Jim was about to turn his attention to the floppy disks when he noticed that the tropical damp had curled the covers of some of the files. A well-thumbed cover had peeled apart, the cloth separating from the cardboard. It smelled of an odd mix of mildew and perfume. The file was empty. But when Jim picked it up, a folded blue paper hidden between the cloth and the cardboard fell out.

Wondering if he had finally found something personal about Will Spark, Jim unfolded the paper. It was a letter, several pages long, handwritten in green ink. The opening lines told him that it was deeply personal and the fact that Will had hidden it meant it was heartfelt. He didn't want to read it—nor did he have to. The greeting read, "My dearest Billy." That was what Margaret had called him, too. Billy. It was signed, "Yours always, Cordelia." That seemed odd, because her opening lines had sounded like a good-bye. Big deal. So he'd had a girlfriend named Cordelia

which anyone could have guessed since he'd named a boat after her—and Cordelia called him Billy. Plenty of guys named William were called Billy. But how many Wills were also called Billy? There was a gulf of personality between those two names: Billy, warm and cuddly; Will, patrician and remote.
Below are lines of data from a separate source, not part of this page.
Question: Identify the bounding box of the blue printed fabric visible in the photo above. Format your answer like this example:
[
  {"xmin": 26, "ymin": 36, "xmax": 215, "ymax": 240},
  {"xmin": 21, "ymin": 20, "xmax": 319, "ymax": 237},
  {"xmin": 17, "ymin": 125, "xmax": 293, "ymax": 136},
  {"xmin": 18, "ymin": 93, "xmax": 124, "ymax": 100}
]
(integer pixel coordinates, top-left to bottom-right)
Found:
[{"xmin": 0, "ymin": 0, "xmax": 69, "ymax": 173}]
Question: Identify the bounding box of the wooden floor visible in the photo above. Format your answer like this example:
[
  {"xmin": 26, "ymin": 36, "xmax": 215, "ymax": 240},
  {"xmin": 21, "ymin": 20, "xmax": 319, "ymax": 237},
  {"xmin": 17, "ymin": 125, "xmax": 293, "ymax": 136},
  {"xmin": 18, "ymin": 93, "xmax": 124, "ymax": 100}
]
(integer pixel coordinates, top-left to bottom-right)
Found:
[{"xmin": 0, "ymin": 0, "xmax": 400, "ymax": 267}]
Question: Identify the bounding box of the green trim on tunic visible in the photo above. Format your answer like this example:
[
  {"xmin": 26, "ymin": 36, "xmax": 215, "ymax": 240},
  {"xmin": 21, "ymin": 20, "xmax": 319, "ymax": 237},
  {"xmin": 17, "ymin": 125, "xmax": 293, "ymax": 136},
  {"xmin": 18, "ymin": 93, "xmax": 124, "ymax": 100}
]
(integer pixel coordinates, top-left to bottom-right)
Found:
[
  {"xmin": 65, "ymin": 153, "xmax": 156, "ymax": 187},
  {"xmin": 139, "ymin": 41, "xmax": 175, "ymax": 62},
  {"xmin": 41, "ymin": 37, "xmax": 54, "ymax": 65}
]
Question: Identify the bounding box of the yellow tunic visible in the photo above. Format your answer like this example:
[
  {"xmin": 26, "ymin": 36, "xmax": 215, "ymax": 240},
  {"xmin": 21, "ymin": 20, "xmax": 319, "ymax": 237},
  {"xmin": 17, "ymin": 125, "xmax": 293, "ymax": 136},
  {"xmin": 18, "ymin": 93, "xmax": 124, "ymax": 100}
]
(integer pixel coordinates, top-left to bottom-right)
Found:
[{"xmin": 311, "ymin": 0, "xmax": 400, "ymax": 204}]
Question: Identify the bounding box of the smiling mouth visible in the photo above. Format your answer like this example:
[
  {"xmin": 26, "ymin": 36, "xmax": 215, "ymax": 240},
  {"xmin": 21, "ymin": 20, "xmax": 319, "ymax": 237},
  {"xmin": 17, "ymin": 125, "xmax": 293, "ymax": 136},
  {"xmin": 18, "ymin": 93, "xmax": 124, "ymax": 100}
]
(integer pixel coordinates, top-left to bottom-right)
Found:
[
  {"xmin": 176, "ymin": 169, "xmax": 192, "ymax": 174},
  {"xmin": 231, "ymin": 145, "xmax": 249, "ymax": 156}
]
Jim thought for a moment, listening to Hustle's hull plow its endless furrow. If he were going to put Shannon at ease, he had to read the damn letter, personal or not. He had guessed right. It was a long, sad good-bye, with a lot of unhappy talk of perfect memories tempered by a firm belief in the right decision made. Cordelia forgave him, she said, for running out on her, and had taken him back more than once, she pointed out. But she could not forgive his business—"a dirty business," she called it—and so she was saying good-bye. "At the end of the day," she wrote, "were I to stay with you, I would be condoning behavior that falls far, far below the marginal standards I attempt to maintain for myself. Surely, I do not set myself up as an angel, but I cannot knowingly entwine my life with a thief, which is what you are, my dear, even though I know that I will miss you far, far more than the thief will ever miss 'his Cordi.' "

Though Cordelia might be wrong, Jim reflected. WillBilly—had kept her letter and named a boat after her. But what kind of thief? he wondered. Hadn't the poet called Will a thief, too? Was the poet justified?